Her yıl çeşitli etkinliklerle kutlanmakta olan Ahilik nedir;
Ahilik, sanat, ticaret ve mesleğin, olgun kişilik, ahlak ve doğruluğun iç içe girmiş bir alaşımıdır. Ahi diye anılan kişi kesin olarak bir sanat, ticaret ya da meslek sahibidir.
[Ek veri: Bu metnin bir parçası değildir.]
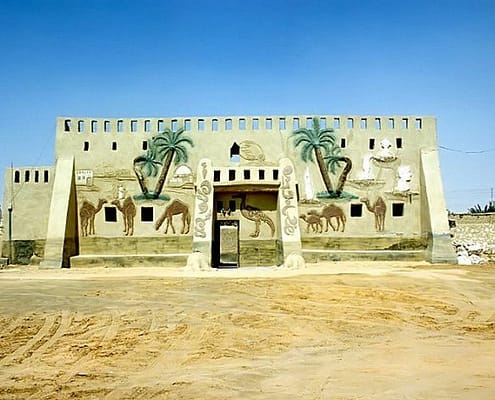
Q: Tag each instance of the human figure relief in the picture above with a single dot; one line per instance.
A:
(313, 221)
(379, 209)
(87, 214)
(177, 207)
(256, 215)
(128, 210)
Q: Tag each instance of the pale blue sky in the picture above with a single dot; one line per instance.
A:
(172, 58)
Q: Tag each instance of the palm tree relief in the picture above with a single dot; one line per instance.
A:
(165, 147)
(320, 144)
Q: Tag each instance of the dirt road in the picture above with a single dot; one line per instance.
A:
(358, 332)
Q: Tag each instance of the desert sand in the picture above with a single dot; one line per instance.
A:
(330, 331)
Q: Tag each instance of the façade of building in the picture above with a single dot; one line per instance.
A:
(244, 191)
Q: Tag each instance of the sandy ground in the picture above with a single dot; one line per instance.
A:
(334, 331)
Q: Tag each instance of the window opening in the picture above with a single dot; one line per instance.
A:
(397, 209)
(356, 210)
(110, 214)
(235, 155)
(146, 214)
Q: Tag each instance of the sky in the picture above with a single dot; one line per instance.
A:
(122, 58)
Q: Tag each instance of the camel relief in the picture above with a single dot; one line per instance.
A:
(87, 214)
(313, 221)
(379, 209)
(177, 207)
(128, 210)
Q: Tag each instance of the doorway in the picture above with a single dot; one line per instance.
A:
(226, 244)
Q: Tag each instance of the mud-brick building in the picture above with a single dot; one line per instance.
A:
(244, 191)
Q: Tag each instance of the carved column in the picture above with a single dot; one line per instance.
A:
(203, 209)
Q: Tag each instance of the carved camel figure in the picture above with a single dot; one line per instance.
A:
(256, 215)
(87, 214)
(128, 210)
(177, 207)
(379, 209)
(313, 221)
(329, 212)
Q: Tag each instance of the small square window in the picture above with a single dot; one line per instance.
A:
(397, 209)
(356, 210)
(110, 214)
(146, 214)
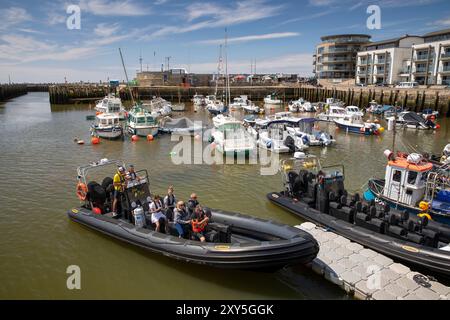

O bununla birlikte olgun, ahlaklı, merhametli, iyiliksever ve her işinde, her davranışında dürüst ve güvenilir bir kişidir.
Özellikle Orta Asya’daki ve Türkistan’daki eski Türk belgelerini inceleyen, başta W. Barthold gibi Rus bilginlerinin yazdıklarına göre Türkler, İslam öncesi dönemlerden beri, sanat, ticaret ve başka meslek alanlarında büyük gelişmeler göstermişlerdir. Örneğin W. Barthold “Orta Asya Türk Tarihi Hakkında Dersler” adıyla Türkçe olarak yayınlanan eserinde, bugün bütün dünyaca kullanılan, bir yerden bir yere yollanan ve “çek” denen kâğıt parçasıyla para alışverişi yapılan ticarî işlemdeki “çek”in ilk kez Asya Türklerince kullanıldığını ve Türkçedeki “çekmek” sözcüğünden geldiğini yazıyor. Yine Asya Türklerince, hükümdarın damgasını taşıyan ak ipek kumaş parçasının para olarak kullanıldığı, bu yüzden, Osmanlı Türklerindeki madenî para birimi “akça”nın, hükümdar damgasını taşıyan bu ipek kumaş parçasından geldiği de, ekonomi tarihiyle uğraşan herkesçe bilinen bir gerçektir.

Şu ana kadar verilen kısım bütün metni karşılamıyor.